Yang marah bila kaumnya dizalimi seharusnya juga tak diam bila kaumnya menzalimi. - Goenawan Mohamad
Hari ini Indonesia memperingati kemerdekaannya. Tepat enam puluh tujuh tahun yang lalu negara kita ini mencapai klimaks perjuangan, lepas dari penjajahan kolonialisme. Persis, di hari Jumat dan bulan Ramadhan seperti yang terjadi pada hari ini. Tak salah kalau peringatan kemerdekaan tahun ini sungguh istimewa. Walau dibayangi oleh Lebaran yang tinggal dua hari lagi.
Namun beberapa hari yang lalu – atau beberapa minggu yang
lalu, saya sempat dibuat jengkel oleh berita-berita yang sungguh menggangu bagi
saya. Tak habis pikir, menjelang peringatan tujuhbelasan kok malah banyak
orang-orang yang berniat memecah persatuan negara. Masih ada saja orang-orang berpikiran
kerdil yang terus membesar-besarkan perbedaan. Yang paling menyedihkan, mereka
melakukan itu bahkan dengan kekerasan yang mereka anggap telah didalilkan oleh
agama.
Dimulai dari tindak kekerasan yang dilakukan oleh organisasi
masyarakat (ormas) berlabel Islam (sebut saja FPI) yang ada di Makassar. Atas dasar
solidaritas terhadap etnis muslim Rohingya di Myanmar, mereka mendatangi lalu
melempari Klenteng Xian Ma yang terletak di Jalan Sulawesi. Ini sungguh bodoh
menurut saya. Kentara sekali teman-teman FPI ini tidak mengerti duduk persoalan
yang sebenarnya. Logika yang mendasari tindakan mereka pun salah kebablasan
menuru saya.
Organisasi ini memang terkenal sebagai biang kerusuhan. Organisasi
berbasis Islam yang lebih mirip geng preman. Kalau sudah begitu kenapa masih
dipertahankan? Negara melalui segenap perangkat peraturannya seharusnya sudah
mengambil tindakan tegas. Bubarkan!!!
Beberapa hari sebelum insiden pelemparan klenteng di
Makassar tersebut, terjadi penyebaran isu SARA di sebuah mesjid di Jakarta. Pelakunya
-- dengan berat hati saya katakan, Haji Rhoma Irama. Dengan maksud membela Foke
untuk jadi gubernur Jakarta, si Raja Dangdut ini menghimbau masyarakat untuk
tidak memilih orang kandidat tertentu. Suatu kaum haram dipimpin oleh orang
dari luar kaumnya. Begitulah kira-kira anjuran Bang Oma ini.

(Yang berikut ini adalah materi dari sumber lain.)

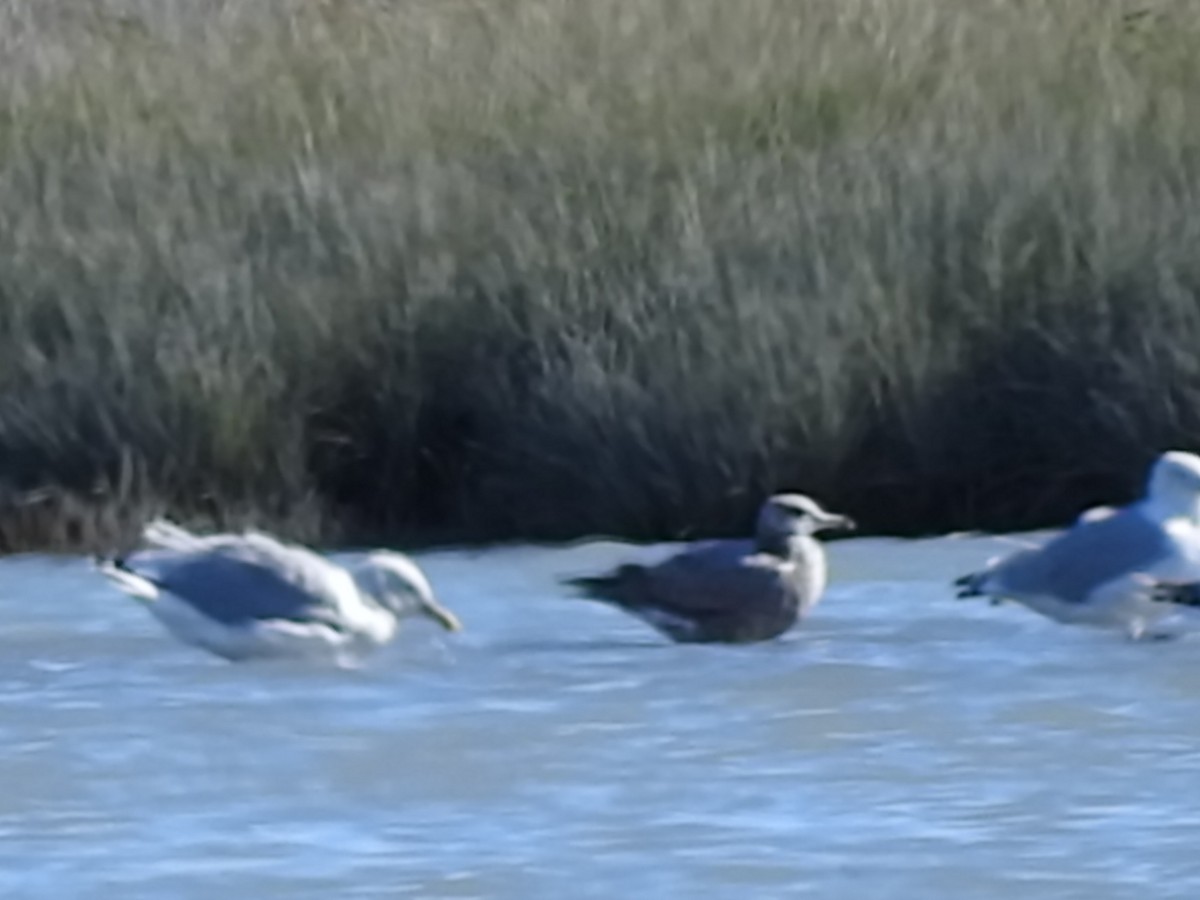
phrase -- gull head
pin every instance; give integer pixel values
(1174, 487)
(399, 586)
(791, 515)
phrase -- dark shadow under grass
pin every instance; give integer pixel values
(538, 271)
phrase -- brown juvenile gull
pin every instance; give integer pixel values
(1104, 569)
(250, 595)
(730, 591)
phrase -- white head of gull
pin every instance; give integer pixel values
(1105, 570)
(730, 591)
(250, 595)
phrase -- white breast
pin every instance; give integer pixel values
(815, 571)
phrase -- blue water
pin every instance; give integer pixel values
(900, 744)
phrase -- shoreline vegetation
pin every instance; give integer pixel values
(454, 270)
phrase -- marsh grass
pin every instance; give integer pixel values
(466, 270)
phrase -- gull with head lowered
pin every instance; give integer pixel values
(1104, 570)
(250, 595)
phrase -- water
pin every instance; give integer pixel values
(901, 744)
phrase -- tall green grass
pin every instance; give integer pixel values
(490, 269)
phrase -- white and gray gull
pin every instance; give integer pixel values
(250, 595)
(1109, 568)
(730, 591)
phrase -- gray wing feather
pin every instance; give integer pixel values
(1089, 555)
(717, 579)
(235, 579)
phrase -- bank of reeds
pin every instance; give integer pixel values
(490, 269)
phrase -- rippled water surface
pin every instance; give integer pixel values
(900, 744)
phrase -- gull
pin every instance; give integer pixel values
(730, 591)
(1105, 569)
(250, 595)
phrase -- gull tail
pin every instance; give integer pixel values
(118, 571)
(606, 588)
(971, 585)
(1179, 594)
(165, 534)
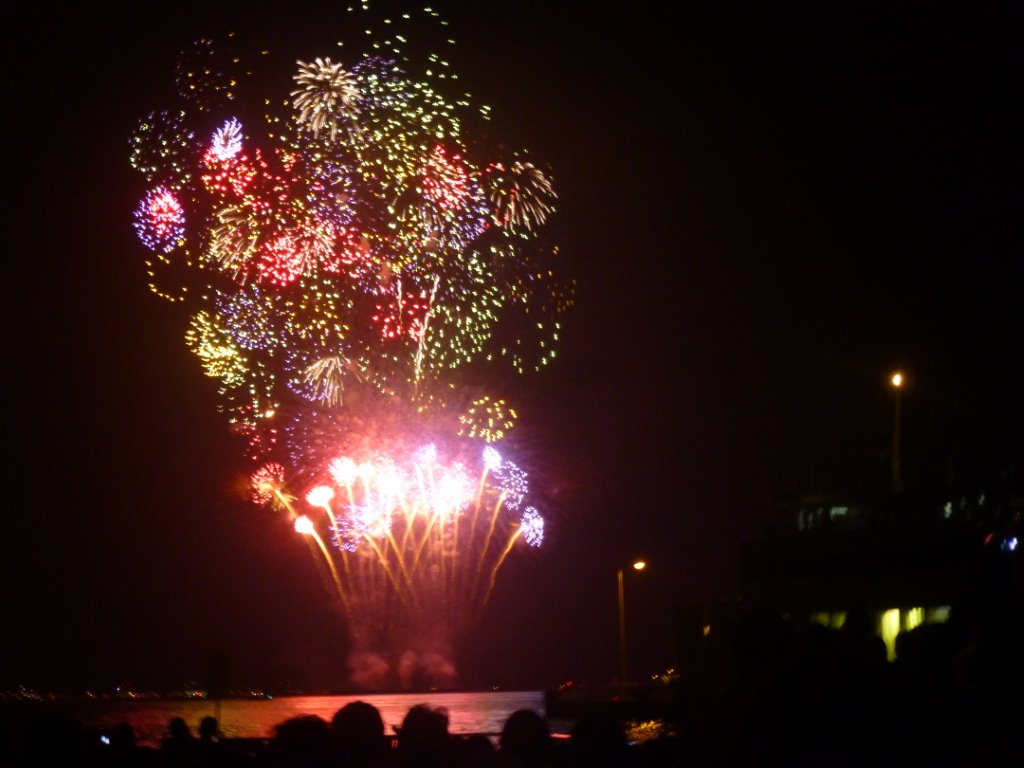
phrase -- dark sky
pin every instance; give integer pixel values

Mungkin Rhoma Irama sudah lupa bahwa ia pernah menyanyikan
sebuah lagu yang liriknya begitu menjunjung tinggi nilai-nilai pluralitas. “Lebih
dari dua ratus juta jiwa penduduk Indonesia//Terdiri dari banyak suku bangsa
itulah Indonesia.” Kira-kira seperti itu lirik lagunya. Kini, entah atas dasar
kepentingan apa, ia melupakan semua itu. Menjual keutuhan bangsa pun jadilah.
Belum lagi slogan “Pluralisme? Injak Saja!” yang baru-baru
ini dikumandangkan oleh gerakan Indonesia Tanpa JIL. Saya sih tidak ada masalah
dengan gerakan ini. toh saya pun bukan simpatisan JIL (Jaringan Islam Liberal)
yang mereka tentang itu. Tapi slogan yang kalian gadang-gadang itu sungguh
menyedihkan menurut saya. Apalagi maksud dari “Pluralisme? Injak saja!” itu
kalau bukan “Suku-Agama-Ras-Antar golongan lain? Injak Saja!”
Pluralisme niscaya kita butuhkan untuk menyatukan Indonesia
yang pluralis ini. bukannya perjuangan kemerdekaan negara kita tidak hanya
dilakukan oleh satu Suku-Agama-Ras-Antar golongan saja? Sungguh payah kalau
masih ada orang-orang yang terus membesar-besarkan perbedaan ditengah keindahan
hidup berdampingan seperti hari ini.
Ketiga peristiwa sebelum perayaan kemerdekaan Indonesia tersebut sungguh sebuah kebebalan yang masih saja terus dipelihara. Sikap yang tidak siap untuk berkembang menurut saya.
Semoga segelintir orang saja yang berpikiran seperti itu. Dan semoga penghasut dan biang keributan seperti itu segera pergi dari Indonesia.
Dirgahayu Indonesia-ku. Tetaplah utuh. Acuhkan jauh-jauh orang-orang yang ingin mengkotak-kotakkanmu. MERDEKA!!